The options you mention (i and ii) plus AppleScript using the “ocr file” command all yield virtually the same result, which does NOT include the searchable, but not part of the visible text layer, “Font” term.

The option I raised as preferable, but you do not mention, is using the context menu "OCR → To searchable PDF"which yields more complete results in terms of internal data.

An example of what is missing in the automated methods but appears in a “complete” scanned PDF via the contextual menu:

<</Length1 36447/Filter/FlateDecode/Type/Font/Length 23556>>

This data is not visible in a normal PDF viewer such as Preview, but can be searched for in BBEdit and for my purposes Hazel rules, to determine if the file has been OCRed or not.

I will submit a bug report later today with sample files, but please note that what I am concerned about is the different output between automated methods (Smart rules and AppleScript) and the manual method of using the contextual menu.

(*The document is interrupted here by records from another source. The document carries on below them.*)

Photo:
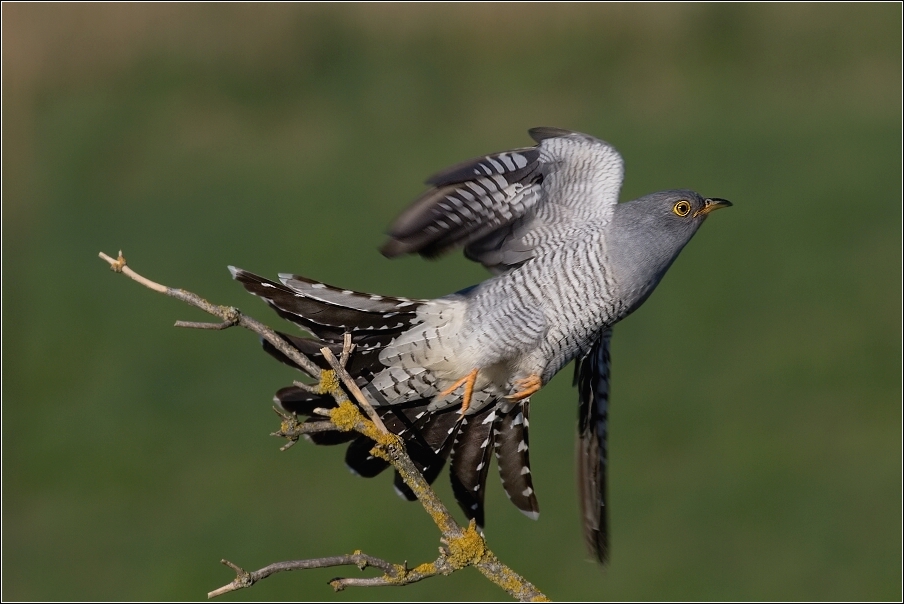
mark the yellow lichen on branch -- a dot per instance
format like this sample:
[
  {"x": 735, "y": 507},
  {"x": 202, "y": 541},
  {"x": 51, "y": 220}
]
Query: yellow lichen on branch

As explained previously there can be differences in size using the different options, and it should be the text layer that you are comparing against not the contents or size of the whole PDF file.

As explained previously, the difference is the inclusion or exclusion of searchable data that can be used to automate my workflow. The contextual menu and the scriptable commands yield different results, and the latter results are not useable for workflow purpose.

Why do the script commands raise a different process that leaves out the data quoted above? The text layer is the same but that is not my issue.

I will look at the files when I receive the bug report

Thanks. Sent, assigned ticket #812394.

Appreciate your insight as to why the contextual menu result is complete and the smart rule result is not.

The presence of Font in a PDF does not indicate OCR has been done on a file. This is could be present in a file that was captured or printed to PDF by normal means.

PS: I just converted several images via Convert > to Searchable PDF in the contextual menu. Neither includes a specific Font reference.

The Hazel forum folks recommend the grep search for “Font” as a test for OCR; I’ve been using it in Hazel rules for some time and have never run into an exception…until now, when I get a false indication of not OCRed rather than of being OCRed by finding “Font” in a non-OCRed PDF.

Do you mean “OCR–>to searchable PDF”? I don’t show that as a Convert option.

How are you searching for “Font”? Search using grep, or within BBEdit, or, If you have Hazel, try this, which returns a match if the file is not OCRed:

(This discussion is now more academic than practical, as Alan has indicated that the smart rule process won’t allow the grep test, so I’m using tags instead. Still gets the workflow accomplished.)

1 Like

Do you mean “ OCR–>to searchable PDF ”? I don’t show that as a Convert option.

Yes. Sorry about that.

BBEdit at the moment.

Can you access the two PDF files in ticket #812394? If so, load them into BBEdit and do a Compare…you’ll see the difference. One was converted with the contextual menu, the other with a smart rule.

The contextual menu version contains the following at line 18, which is not present in the smart rule version (there are similar ones further down in the file; this is the first):

<< /ProcSet [ /PDF /Text /ImageB /ImageC /ImageI ] /Font << /TT2 9 0 R /TT1
8 0 R >> /XObject << /Im1 10 0 R >> >>

(Edit…PS: I could have been more specific in my post 9…I’m referring to pdf products of document scanning, and I realize there are many more types. Regret the confusion.)